\(\dfrac{{{\rm{tg}}\,2x + {\rm{tg}}\,x}}{{1-{\rm{tg}}\,2x\,{\rm{tg}}\,x}} = \sqrt 3 \)
Воспользуемся формулой тангенса суммы:
\({\rm{tg}}\left( {\alpha + \beta } \right) = \dfrac{{{\rm{tg}}\alpha + {\rm{tg}}\beta }}{{1-{\rm{tg}}\alpha {\rm{tg}}\beta }}.\)
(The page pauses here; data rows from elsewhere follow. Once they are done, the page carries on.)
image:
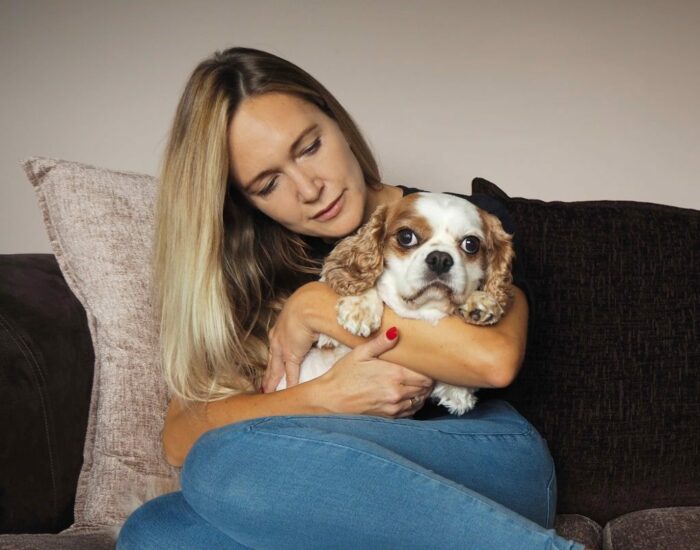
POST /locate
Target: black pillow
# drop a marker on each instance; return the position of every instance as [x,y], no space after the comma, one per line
[611,377]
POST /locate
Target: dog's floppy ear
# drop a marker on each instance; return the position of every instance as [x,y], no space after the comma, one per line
[499,259]
[356,262]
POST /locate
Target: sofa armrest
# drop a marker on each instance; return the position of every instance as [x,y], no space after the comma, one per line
[46,367]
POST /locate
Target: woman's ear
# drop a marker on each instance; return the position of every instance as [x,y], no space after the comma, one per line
[356,262]
[499,260]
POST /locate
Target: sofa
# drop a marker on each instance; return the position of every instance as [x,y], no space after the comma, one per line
[611,376]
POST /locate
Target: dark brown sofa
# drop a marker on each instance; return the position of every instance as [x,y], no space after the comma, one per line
[611,377]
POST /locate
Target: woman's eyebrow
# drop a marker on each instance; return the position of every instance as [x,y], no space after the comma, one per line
[294,145]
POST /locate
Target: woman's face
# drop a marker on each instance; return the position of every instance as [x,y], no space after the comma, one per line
[294,164]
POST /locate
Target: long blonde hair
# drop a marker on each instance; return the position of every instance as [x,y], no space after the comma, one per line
[221,269]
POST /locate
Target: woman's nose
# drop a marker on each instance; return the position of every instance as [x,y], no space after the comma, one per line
[308,187]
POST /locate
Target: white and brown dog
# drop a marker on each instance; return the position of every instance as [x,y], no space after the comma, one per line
[426,256]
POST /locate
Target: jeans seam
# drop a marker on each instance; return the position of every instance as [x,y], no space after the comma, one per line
[527,427]
[549,496]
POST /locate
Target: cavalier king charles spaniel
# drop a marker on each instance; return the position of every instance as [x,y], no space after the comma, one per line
[426,256]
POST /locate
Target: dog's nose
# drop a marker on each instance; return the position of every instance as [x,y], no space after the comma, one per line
[439,262]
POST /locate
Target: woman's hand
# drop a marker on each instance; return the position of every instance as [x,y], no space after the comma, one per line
[289,340]
[360,383]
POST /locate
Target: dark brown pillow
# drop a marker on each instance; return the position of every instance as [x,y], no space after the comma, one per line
[611,375]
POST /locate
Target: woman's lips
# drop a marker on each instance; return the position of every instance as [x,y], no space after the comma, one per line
[332,210]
\(\dfrac{{{\rm{tg}}2x + {\rm{tg}}x\,}}{{1-{\rm{tg}}2x\,\,{\rm{tg}}x\,}} = \sqrt 3 \,\,\,\,\,\,\, \Leftrightarrow \,\,\,\,\,\,\,{\rm{tg}}\left( {2x + x} \right) = \sqrt 3 \,\,\,\,\,\,\, \Leftrightarrow \)
\( \Leftrightarrow \,\,\,\,\,\,\,{\rm{tg}}3x = \sqrt 3 \,\,\,\,\,\,\, \Leftrightarrow \,\,\,\,\,\,\,3x = \dfrac{\pi }{3} + \pi k\,\,\,\,\,\,\, \Leftrightarrow \,\,\,\,\,\,\,x = \dfrac{\pi }{9} + \dfrac{{\pi k}}{3},\,\,\,\,\,\,\,k\, \in \,Z.\)
Ответ: \(\dfrac{\pi }{9} + \dfrac{{\pi k}}{3};\quad \,k \in Z.\)